Palabras de San Agustin



"Ama y haz lo que quieras". No te preocupes, hermano, de lo que has de hacer; preocúpate de amar. No preguntes ya al cielo con repetidos e inútiles: "¿Cuál es mi camino?"; procura en cambio, amar. Amando descubrirás tu camino; amando escucharás la Voz; amando, hallarás la paz. El amor es la perfección de la ley y la regla de toda vida, la solución de todo problema, el estímulo de toda santidad.
"Ama y haz lo que quieras". No; ya no es posible hacer lo que quiero cuando amo. Cuando amo tengo que hacer la voluntad del amado. Cuando amo soy prisionero del amor; y el amor es tremendo en sus exigencias, especialmente cuando este amor tiene por objeto a Dios y a un Dios Crucificado. Yo no puedo hacer mi voluntad; tengo que hacer la voluntad de Jesús, que es la voluntad del Padre. Y cuando haya aprendido a hacer esta voluntad, habré realizado plenamente mi vocación sobre la tierra y alcanzado el grado de mi perfección. La voluntad de Dios: ésta es la que gobierna el mundo, ésta es la que mueve los astros, ésta es la que convierte los pueblos, ésta es la que llama a la vida y da la muerte.
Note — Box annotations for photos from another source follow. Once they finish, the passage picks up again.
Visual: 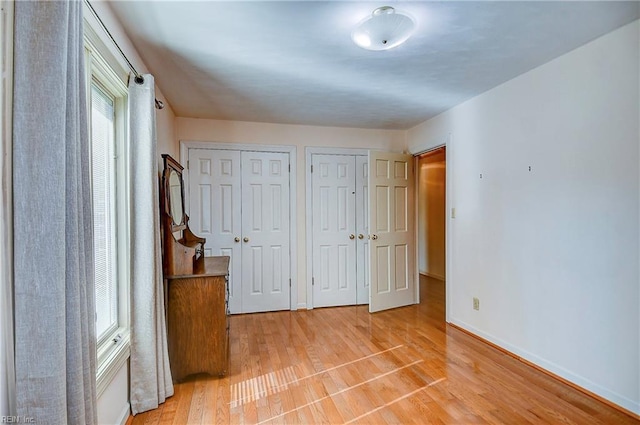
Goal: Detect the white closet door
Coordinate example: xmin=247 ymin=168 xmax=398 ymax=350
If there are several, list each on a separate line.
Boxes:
xmin=355 ymin=155 xmax=369 ymax=304
xmin=189 ymin=149 xmax=242 ymax=313
xmin=311 ymin=154 xmax=357 ymax=307
xmin=241 ymin=151 xmax=291 ymax=313
xmin=369 ymin=152 xmax=417 ymax=313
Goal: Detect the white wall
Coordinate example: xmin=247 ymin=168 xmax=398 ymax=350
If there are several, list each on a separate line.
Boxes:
xmin=176 ymin=117 xmax=406 ymax=308
xmin=407 ymin=21 xmax=640 ymax=413
xmin=85 ymin=1 xmax=177 ymax=425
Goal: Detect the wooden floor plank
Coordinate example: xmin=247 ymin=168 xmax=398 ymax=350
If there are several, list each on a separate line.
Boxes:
xmin=131 ymin=276 xmax=640 ymax=425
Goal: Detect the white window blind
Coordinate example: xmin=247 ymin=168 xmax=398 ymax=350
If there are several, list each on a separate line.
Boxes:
xmin=91 ymin=82 xmax=118 ymax=341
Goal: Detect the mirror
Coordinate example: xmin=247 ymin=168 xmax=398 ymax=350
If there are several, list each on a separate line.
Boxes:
xmin=169 ymin=170 xmax=184 ymax=226
xmin=161 ymin=154 xmax=188 ymax=232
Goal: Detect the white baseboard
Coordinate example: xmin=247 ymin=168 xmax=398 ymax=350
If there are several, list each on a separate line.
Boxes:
xmin=118 ymin=403 xmax=131 ymax=425
xmin=451 ymin=318 xmax=640 ymax=415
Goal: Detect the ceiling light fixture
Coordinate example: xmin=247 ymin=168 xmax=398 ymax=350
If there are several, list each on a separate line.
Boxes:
xmin=351 ymin=6 xmax=416 ymax=50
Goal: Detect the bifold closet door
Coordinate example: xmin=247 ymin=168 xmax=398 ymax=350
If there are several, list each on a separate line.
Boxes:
xmin=355 ymin=155 xmax=369 ymax=304
xmin=369 ymin=151 xmax=417 ymax=313
xmin=189 ymin=149 xmax=291 ymax=313
xmin=188 ymin=149 xmax=242 ymax=313
xmin=241 ymin=152 xmax=291 ymax=313
xmin=311 ymin=154 xmax=358 ymax=307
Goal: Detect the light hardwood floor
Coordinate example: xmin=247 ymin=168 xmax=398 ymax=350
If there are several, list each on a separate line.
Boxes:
xmin=130 ymin=276 xmax=640 ymax=425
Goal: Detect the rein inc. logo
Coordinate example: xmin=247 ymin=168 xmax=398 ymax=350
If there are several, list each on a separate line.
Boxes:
xmin=0 ymin=416 xmax=36 ymax=424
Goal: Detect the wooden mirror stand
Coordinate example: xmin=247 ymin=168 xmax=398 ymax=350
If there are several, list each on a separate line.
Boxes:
xmin=160 ymin=154 xmax=206 ymax=276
La voluntad de Dios suscitó a Abraham, padre de la fe, llamó a Moisés, inspiró a David, preparó a María, sostuvo a José, encarnó a Cristo y pidió su sacrificio, fundó la Iglesia. Y será también la voluntad de Dios la que continuará la obra de redención hasta el fin de los tiempos. Ella llamará a los pueblos a entrar uno a uno en el cuerpo visible de la Iglesia, en el momento exacto de su madurez, después de haber pertenecido por su recta intención y buena "voluntad" a su Alma invisible.
Que estés sobre la arena de rodillas expiando, adorando o que estés sobre la cátedra enseñando, ¿qué cuenta si no lo haces por voluntad de Dios? Y si la voluntad de Dios te impulsa a buscar a los pobres o a dar tus bienes o a marchar a tierras lejanas, ¿qué cuenta todo lo demás? O si te llama a fundar una familia, a cargar con una responsabilidad en la ciudad terrena, ¿por qué dudar? “En su voluntad está nuestra paz", dice Dante; y es quizás la expresión que resume mejor toda nuestra dulce dependencia de Dios.